Viruses in many animals might transmit to humans through multiple pathways

The order Nidovirales, sub-family Orthocoronavirinae, family Coronaviridae is composed of four genera: α-coronavirus, β-coronavirus, γ-coronavirus, and δ-coronavirus. SARS-CoV-2 belongs to the subgenus Sarbecovirus of the genus β-coronavirus, to which SARS-CoV and MERS-CoV also belong. Coronaviruses (CoVs) infect humans as well as domestic and wild animal species, with infections remaining sub-clinical in most cases [324], [325], [326]. α-coronavirus and β-coronavirus usually infect mammals, with a probable origin of bats, while γ-coronavirus and δ-coronavirus mainly infect birds, and sometimes mammals, and might originate from swine [327], [328], [329]. A long list of animal species has been reported as intermediate hosts, such as dogs, cats, cattle, horses, camels, rodents, rabbits, pangolins, mink, snakes, frogs, marmots, hedgehogs, and ferrets [324], [330], [331], [332], [333], [334], [335], [336]. Thus, there could be multiple viral transmission pathways from different animals to humans. The three outbreak points of coronavirus in China—namely, the livestock markets in Guangdong in 2003, the Huanan Seafood Market in Wuhan at the end of 2019, and the Xinfadi Seafood Market in Beijing in June 2020—are all related to animal markets. Civet cats and camels have been demonstrated to transmit SARS-CoV or MERS-CoV to humans, which provides an important hint of virus transmission directly from animals. However, it remains unclear which animal could be the main intermediate host of SARS-CoV-2, although positive viral RNA signals were detected in seafood markets and on the chopping boards of salmon. In 1983, Lidgerding and Hetrick [337] first reported the replication of a coronavirus in a fish cell line. Furthermore, Sano et al. [338] successfully isolated a coronavirus from common carp (Cyprinus carpio) in 1988, which induced hepatic, renal, and intestinal necrosis in experimentally infected fish. Miyazaki et al. [339] found a corona-like virus in color carp (Cyprinus carpio) in 2000, which caused dermal lesion and necrosis in internal organs.

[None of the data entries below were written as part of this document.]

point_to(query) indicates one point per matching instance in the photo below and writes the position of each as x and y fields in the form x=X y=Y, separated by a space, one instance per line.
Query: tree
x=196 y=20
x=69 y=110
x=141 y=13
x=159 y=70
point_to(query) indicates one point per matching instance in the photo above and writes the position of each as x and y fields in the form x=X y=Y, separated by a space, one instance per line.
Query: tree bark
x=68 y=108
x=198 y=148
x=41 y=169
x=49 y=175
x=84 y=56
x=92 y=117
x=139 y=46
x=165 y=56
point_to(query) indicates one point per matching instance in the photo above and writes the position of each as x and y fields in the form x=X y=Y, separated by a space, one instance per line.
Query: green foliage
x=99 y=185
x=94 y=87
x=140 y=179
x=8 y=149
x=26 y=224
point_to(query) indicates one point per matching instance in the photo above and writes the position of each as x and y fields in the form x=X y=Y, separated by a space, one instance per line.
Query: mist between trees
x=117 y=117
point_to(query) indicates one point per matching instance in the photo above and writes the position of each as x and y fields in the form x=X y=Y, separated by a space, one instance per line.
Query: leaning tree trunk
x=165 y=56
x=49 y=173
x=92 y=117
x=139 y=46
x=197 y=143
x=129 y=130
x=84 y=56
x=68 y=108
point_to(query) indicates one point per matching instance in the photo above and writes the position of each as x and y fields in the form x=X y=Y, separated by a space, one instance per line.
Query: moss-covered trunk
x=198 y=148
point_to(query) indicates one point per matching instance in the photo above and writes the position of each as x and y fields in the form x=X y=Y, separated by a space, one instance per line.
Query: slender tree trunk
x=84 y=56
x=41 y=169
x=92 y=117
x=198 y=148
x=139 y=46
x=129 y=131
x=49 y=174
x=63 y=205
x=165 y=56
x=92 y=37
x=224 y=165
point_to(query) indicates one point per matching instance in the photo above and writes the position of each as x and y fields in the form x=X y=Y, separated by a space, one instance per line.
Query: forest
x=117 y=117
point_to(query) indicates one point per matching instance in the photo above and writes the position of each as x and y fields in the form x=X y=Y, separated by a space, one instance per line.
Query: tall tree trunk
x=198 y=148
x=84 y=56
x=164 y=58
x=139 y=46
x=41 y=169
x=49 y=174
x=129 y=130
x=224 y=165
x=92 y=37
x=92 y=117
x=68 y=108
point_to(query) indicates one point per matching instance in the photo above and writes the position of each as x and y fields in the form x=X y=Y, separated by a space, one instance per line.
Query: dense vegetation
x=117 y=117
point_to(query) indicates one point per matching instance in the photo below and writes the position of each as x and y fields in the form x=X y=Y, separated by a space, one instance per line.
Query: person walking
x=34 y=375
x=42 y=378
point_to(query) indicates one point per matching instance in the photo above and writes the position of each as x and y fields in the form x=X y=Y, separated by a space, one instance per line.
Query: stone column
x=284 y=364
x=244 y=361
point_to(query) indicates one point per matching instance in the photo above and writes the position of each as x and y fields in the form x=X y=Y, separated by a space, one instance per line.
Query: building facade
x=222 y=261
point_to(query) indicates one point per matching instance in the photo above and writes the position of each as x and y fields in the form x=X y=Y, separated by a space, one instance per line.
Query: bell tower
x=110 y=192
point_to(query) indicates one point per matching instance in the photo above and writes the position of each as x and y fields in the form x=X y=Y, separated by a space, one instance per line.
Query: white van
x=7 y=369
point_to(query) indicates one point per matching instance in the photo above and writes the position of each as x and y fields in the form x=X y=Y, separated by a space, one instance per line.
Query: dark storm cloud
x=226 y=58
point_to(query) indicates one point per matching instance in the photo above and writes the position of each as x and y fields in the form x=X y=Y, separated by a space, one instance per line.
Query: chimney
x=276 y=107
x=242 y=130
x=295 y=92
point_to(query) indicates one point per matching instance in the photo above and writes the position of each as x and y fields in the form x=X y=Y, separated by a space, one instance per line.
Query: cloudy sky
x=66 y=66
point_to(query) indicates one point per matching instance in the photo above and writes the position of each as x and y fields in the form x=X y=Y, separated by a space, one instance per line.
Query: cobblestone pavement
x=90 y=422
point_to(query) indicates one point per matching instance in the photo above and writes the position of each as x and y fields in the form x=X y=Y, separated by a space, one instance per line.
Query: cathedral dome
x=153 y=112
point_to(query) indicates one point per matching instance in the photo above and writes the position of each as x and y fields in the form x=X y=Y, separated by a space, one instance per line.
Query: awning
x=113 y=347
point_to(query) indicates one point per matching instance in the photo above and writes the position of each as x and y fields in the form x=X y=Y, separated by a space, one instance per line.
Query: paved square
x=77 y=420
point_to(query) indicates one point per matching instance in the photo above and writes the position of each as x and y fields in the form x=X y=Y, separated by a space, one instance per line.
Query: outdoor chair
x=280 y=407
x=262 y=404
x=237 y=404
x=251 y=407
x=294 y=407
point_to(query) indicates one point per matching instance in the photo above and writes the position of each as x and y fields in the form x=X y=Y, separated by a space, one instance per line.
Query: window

Based on the aforementioned pieces of evidence, we propose that an environmental quasi-host can infect a human, and that there are two transmission routes of SARS-CoV-2:

(1) Natural hosts (animals with the virus)–environmental quasi-host (animal feces/water, soil and food contaminated by animals’ urine, saliva, feces, and secretions)–patient zero (infected or virus-carrying human who came into contact with the environmental quasi-host while traveling or working in the wild)–back to home or human habitations–outbreak of COVID-19.

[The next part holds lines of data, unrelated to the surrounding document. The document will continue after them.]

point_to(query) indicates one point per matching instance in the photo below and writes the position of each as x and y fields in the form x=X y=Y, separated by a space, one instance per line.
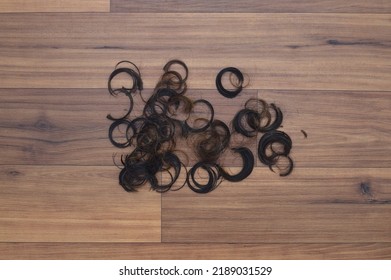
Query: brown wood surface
x=311 y=205
x=252 y=6
x=12 y=6
x=59 y=203
x=278 y=51
x=326 y=64
x=191 y=251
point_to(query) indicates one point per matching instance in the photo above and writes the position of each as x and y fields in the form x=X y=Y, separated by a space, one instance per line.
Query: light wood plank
x=61 y=126
x=311 y=205
x=252 y=6
x=78 y=204
x=16 y=6
x=197 y=251
x=69 y=126
x=278 y=51
x=344 y=129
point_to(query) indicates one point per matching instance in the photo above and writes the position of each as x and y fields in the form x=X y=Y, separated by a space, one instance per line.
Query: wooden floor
x=327 y=64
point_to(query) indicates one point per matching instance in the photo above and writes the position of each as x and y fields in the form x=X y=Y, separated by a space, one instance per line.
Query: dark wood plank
x=278 y=51
x=251 y=6
x=17 y=6
x=69 y=126
x=196 y=251
x=344 y=129
x=74 y=204
x=311 y=205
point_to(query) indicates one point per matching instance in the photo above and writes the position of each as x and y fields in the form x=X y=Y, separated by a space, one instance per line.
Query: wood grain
x=15 y=6
x=78 y=204
x=311 y=205
x=251 y=6
x=195 y=251
x=344 y=129
x=278 y=51
x=69 y=126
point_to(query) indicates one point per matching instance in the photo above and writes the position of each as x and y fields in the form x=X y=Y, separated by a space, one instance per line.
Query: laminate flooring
x=326 y=64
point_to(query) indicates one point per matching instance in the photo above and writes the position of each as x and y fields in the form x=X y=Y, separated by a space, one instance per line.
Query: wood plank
x=16 y=6
x=251 y=6
x=69 y=126
x=310 y=206
x=78 y=204
x=162 y=251
x=278 y=51
x=344 y=129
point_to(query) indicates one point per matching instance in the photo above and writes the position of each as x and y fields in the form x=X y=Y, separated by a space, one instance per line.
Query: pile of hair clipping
x=169 y=115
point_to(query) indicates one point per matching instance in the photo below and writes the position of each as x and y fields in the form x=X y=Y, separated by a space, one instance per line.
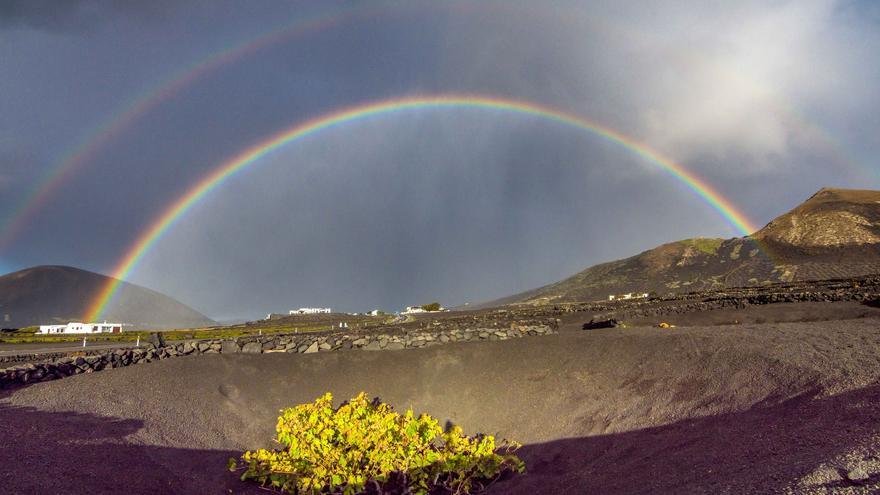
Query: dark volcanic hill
x=834 y=234
x=59 y=294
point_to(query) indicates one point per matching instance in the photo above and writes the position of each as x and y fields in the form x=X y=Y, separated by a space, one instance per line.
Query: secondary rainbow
x=239 y=162
x=86 y=150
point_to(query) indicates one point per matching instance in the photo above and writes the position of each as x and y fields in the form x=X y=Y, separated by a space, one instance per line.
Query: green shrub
x=363 y=442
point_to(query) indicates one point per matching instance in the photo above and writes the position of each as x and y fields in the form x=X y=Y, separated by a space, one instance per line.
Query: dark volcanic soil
x=754 y=408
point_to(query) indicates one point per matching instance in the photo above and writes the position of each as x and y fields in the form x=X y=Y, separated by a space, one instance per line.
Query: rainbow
x=150 y=236
x=127 y=117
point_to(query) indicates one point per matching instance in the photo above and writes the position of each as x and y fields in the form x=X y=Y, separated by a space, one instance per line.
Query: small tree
x=364 y=443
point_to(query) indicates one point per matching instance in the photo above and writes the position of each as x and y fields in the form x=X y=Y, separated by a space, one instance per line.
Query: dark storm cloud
x=77 y=15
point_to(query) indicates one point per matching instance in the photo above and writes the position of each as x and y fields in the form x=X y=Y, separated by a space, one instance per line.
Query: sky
x=766 y=101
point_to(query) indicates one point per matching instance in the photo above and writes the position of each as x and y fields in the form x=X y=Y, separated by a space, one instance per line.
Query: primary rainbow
x=133 y=111
x=150 y=236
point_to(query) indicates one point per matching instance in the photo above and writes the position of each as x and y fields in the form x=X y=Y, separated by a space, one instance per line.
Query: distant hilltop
x=833 y=234
x=45 y=295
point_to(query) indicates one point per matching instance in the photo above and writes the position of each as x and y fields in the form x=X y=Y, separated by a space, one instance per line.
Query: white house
x=310 y=311
x=77 y=327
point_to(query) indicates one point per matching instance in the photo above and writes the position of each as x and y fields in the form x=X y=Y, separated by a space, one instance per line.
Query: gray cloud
x=77 y=15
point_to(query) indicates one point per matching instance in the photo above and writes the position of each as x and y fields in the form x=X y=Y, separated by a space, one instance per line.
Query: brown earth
x=751 y=408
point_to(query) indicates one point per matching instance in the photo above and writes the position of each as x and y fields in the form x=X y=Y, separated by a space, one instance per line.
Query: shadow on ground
x=50 y=452
x=762 y=450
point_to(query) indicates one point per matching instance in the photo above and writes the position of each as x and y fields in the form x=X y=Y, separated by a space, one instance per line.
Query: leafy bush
x=365 y=446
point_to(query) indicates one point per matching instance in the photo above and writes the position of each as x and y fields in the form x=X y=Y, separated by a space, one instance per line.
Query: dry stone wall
x=69 y=365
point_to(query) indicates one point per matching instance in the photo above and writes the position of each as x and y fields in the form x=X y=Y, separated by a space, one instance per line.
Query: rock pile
x=292 y=343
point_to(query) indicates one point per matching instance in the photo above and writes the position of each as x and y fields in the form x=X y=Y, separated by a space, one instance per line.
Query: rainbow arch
x=220 y=174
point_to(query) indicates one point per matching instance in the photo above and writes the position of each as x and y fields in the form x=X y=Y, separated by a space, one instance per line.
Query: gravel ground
x=753 y=408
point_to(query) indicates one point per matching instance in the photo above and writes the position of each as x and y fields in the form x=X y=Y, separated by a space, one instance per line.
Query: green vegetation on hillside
x=704 y=245
x=341 y=451
x=27 y=335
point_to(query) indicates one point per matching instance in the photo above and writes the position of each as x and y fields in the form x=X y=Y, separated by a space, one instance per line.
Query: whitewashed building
x=77 y=327
x=310 y=311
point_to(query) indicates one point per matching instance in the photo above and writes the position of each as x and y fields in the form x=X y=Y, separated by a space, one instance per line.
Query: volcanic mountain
x=59 y=294
x=834 y=234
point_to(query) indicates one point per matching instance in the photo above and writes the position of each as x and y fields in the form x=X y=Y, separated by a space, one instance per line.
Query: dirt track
x=745 y=408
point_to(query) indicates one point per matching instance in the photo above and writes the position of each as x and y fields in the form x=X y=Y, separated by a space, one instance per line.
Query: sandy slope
x=746 y=408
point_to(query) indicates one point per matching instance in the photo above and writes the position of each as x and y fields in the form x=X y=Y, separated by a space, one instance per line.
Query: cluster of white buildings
x=77 y=327
x=629 y=295
x=310 y=311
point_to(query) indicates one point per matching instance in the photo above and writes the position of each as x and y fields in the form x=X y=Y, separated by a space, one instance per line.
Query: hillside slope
x=58 y=294
x=835 y=233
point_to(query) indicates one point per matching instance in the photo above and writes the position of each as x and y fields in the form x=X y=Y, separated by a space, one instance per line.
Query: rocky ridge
x=835 y=234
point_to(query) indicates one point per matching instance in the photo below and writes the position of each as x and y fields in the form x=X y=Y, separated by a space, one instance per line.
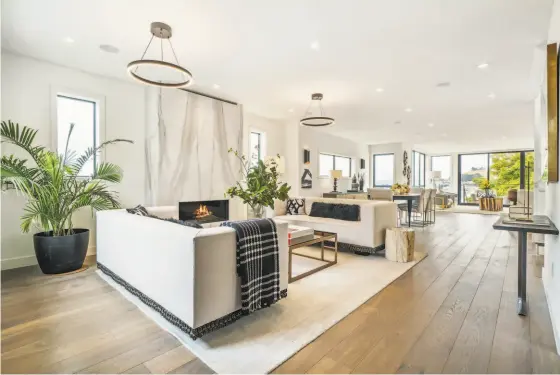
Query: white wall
x=274 y=132
x=318 y=141
x=27 y=92
x=551 y=271
x=388 y=148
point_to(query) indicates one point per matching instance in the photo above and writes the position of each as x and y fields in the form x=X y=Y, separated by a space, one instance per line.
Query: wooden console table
x=356 y=195
x=522 y=228
x=492 y=204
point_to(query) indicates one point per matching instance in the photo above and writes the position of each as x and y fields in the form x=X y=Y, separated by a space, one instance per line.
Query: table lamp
x=336 y=174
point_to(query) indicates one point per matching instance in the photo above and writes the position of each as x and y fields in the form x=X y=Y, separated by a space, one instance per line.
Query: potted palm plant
x=55 y=191
x=260 y=185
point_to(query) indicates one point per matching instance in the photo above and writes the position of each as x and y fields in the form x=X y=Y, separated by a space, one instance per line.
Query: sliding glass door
x=504 y=171
x=472 y=168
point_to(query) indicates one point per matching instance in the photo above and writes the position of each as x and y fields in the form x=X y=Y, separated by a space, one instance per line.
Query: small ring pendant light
x=162 y=31
x=319 y=120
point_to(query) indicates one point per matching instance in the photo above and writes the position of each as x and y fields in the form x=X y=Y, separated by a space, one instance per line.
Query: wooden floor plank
x=472 y=348
x=170 y=360
x=511 y=349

(2) Natural host (animals with the virus)–environmental quasi-host (fruit, food, or meat contaminated by animals’ urine, saliva, feces, and secretions)–transported to different regions or countries–patient zero (infected or virus-carrying human who came into contact with or ate the environmental quasi-host)–outbreak of COVID-19.

To summarize, it is imperative to investigate environmental quasi-hosts in order to source track the origin of SARS-CoV-2 through our two suggested transmission routes. Given the need to trace the virus around the world to prevent further pandemics, global collaboration is required not only to identify the origin of the virus, but also to fundamentally protect the existence and development of species. Doing so will proactively conserve and restore habitats for species, and serve as a key strategy for preempting the next pandemic.